Filmmaker and artist Frederick Paxton takes us on a journey into an unknown land. We begin on a mysterious train ride over a long bridge. A solitary figure in white falls through the darkness. At first it’s unclear where we are but as we move through the layers, through anonymous suburbs, it becomes apparent we’re in North Korea, at the Arirang Mass Games: a spectacular gymnastics and artistic festival held in Rungrado May Day Stadium in Pyongyang most years. Paxton is interested in finding moments and places that reveal our shared humanity, our hidden euphoria. This is what he hears in ‘Shiny Collarbone’, in the looping ragga vocal (“Mash up the place/ Free up the order”) and the climbing synth. “It has a strength to it, a weight to it, but there’s a euphoria hidden under that,” he says. “And that was also my takeaway from my brief experience in North Korea: you can subject humans to any sort of control and pain and suffering; but there’s always this human reality, a child being a child, or someone smiling, hidden underneath that.” North Korea’s Mass Games are a visual representation of the country’s ideal of the collective whole.
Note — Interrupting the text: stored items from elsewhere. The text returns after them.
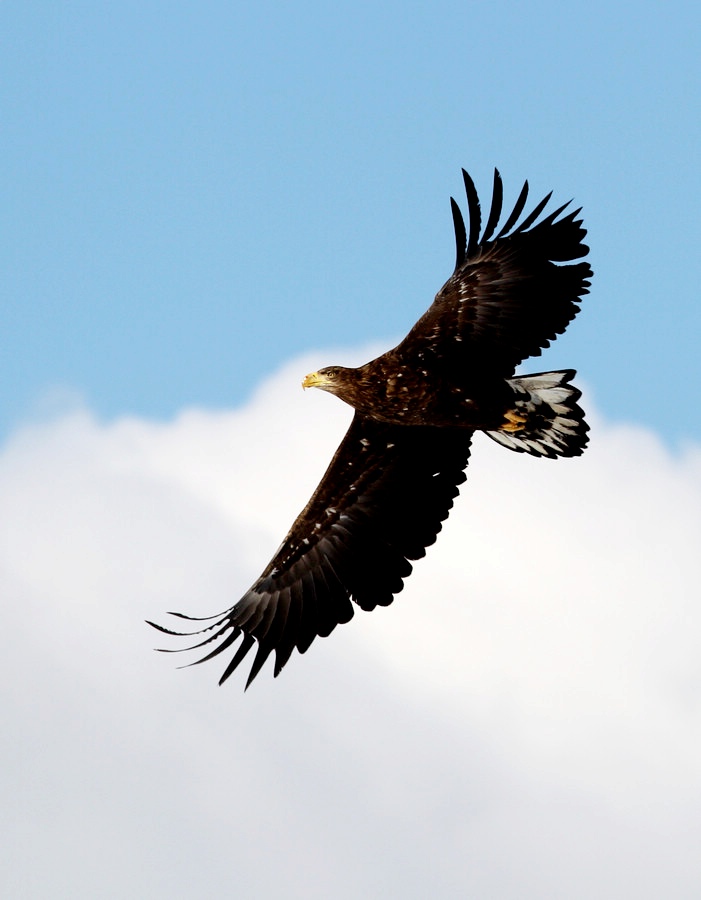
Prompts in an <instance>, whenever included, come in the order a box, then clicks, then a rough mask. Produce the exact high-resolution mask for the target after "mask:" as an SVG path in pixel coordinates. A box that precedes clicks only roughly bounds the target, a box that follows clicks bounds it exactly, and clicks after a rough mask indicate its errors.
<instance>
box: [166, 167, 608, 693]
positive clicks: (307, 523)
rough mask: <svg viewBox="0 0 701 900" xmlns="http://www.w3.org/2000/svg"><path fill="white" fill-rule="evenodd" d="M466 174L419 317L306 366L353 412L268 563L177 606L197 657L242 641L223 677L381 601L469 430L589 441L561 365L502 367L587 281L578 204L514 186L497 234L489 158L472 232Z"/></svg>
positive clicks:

However, after filming their choreographed performances on his slow-motion camera and watching the slowed-down footage, Paxton found that the individuals in the group were revealed, that their characters became more apparent as time was slowed down and his attention focused in on them. Now, set to the music of this club track, the children in their sequined costumes with their pompoms, the undulating dancers carrying the giant Earth through the stadium and the parading soldiers show us how the human spirit is always present; how technology can reveal it, and how there’s beauty everywhere.